What's the key initiator for them?
Speaker 2 (30:39):
Right? Is it?
Speaker 1 (30:40):
Is it the health part first? Is it getting pushing
and pulling and feeling better? Is it the motivate? You know,
drilling down on the motivational idea. What is their potential?
How do I go after it?
Speaker 2 (30:53):
Or is it just simply the recognition that of that
inch by inch process? How do you like?
Speaker 1 (31:01):
Cause I know you get bombarded with this. I'm a
twenty three year old kid. I don't know what to do.
I don't know where to start.
Speaker 2 (31:09):
What should I do?
Speaker 3 (31:14):
Yeah?
Speaker 4 (31:15):
Probably the most commonly asked question I get from young
men and young women is I'm that age, I'm nineteen,
twenty twenty one, twenty three.
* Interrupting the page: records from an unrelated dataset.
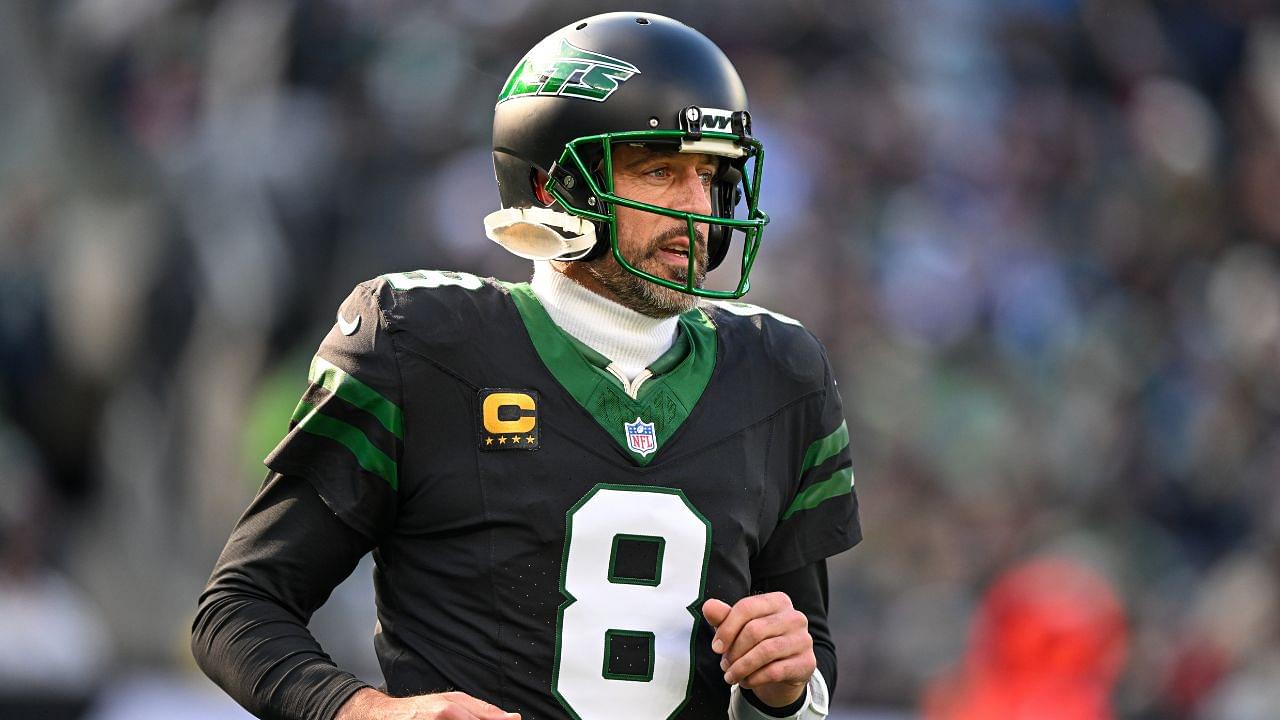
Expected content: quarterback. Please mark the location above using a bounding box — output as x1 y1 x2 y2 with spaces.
192 13 860 720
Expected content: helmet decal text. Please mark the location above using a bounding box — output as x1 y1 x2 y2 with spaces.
498 40 640 102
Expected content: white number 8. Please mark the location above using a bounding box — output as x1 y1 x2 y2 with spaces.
553 484 712 720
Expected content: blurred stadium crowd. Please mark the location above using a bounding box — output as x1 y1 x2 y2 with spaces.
0 0 1280 720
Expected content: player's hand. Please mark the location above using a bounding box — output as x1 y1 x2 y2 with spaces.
334 688 520 720
703 592 818 707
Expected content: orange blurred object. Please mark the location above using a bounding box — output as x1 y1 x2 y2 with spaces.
923 557 1128 720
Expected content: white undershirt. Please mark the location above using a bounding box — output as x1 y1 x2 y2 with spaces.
529 260 677 380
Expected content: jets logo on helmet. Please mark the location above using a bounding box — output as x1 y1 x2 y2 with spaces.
498 40 640 102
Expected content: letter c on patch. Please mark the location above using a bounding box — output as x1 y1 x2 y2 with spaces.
483 392 538 434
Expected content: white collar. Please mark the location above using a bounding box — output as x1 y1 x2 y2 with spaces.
529 260 678 379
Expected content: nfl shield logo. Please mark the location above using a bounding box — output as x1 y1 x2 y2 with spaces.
622 415 658 457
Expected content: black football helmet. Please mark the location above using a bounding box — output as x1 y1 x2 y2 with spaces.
485 13 769 299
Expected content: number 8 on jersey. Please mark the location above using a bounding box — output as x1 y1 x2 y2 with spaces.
554 484 712 720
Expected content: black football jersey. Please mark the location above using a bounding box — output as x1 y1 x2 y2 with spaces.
266 270 860 720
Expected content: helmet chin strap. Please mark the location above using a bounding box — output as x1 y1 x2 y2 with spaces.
484 208 595 260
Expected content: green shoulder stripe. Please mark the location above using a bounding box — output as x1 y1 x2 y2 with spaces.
307 355 404 439
296 402 399 489
800 420 849 475
782 468 854 520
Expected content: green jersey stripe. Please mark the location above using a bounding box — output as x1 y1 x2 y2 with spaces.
782 468 854 520
308 355 404 439
800 420 849 475
296 402 399 489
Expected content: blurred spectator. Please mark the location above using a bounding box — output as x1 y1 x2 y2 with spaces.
0 418 110 720
924 557 1128 720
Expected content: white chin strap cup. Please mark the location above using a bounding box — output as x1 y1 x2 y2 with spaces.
484 208 595 260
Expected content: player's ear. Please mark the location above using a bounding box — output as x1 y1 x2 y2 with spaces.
531 168 556 208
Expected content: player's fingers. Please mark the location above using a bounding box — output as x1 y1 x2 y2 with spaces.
712 592 791 653
723 610 809 666
721 634 813 684
444 692 520 720
703 597 732 628
737 653 817 689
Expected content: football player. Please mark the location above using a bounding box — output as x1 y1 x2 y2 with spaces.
192 13 860 720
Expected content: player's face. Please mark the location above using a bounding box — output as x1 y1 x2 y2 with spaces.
576 145 717 318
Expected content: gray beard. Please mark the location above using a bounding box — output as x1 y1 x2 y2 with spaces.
586 256 707 319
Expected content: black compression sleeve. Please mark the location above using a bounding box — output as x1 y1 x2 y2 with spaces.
744 560 836 717
191 473 374 720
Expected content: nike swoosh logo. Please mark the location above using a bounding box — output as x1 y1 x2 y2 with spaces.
338 310 360 334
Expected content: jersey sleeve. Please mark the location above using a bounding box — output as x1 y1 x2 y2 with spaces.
265 281 404 538
751 346 863 577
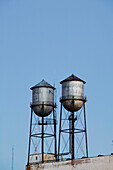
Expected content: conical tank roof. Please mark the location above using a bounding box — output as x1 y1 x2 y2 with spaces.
30 79 55 90
60 74 86 84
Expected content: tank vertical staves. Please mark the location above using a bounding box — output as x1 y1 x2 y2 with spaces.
27 80 57 165
58 74 88 160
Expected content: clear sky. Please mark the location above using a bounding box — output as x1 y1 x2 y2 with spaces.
0 0 113 170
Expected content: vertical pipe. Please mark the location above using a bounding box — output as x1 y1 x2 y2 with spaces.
53 108 57 161
42 104 44 163
72 99 75 159
27 109 33 165
12 146 14 170
58 102 62 160
84 103 88 158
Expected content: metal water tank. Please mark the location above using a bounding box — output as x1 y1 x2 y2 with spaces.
60 74 86 112
30 80 55 117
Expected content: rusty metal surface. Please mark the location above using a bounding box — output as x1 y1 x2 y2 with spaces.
60 74 86 84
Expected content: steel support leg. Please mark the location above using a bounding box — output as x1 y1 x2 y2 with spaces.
27 109 33 165
58 102 62 160
84 103 88 157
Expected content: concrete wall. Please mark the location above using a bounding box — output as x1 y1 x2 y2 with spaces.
26 155 113 170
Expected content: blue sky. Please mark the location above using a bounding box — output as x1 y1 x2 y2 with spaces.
0 0 113 170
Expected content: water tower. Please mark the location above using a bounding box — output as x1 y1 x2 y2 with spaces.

How do I find my
purpose in life? Which what a big question? I mean, no,
wonder your biggest agony and anxiety. You're trying to figure
out life's greatest question and you haven't even voted in
your first fucking election yet.
Speaker 3 (31:33):
I'd be overwhelmed too. I think a lot.
Speaker 4 (31:38):
Of it is is the tension you create when you
feel like you have to have it all figured out.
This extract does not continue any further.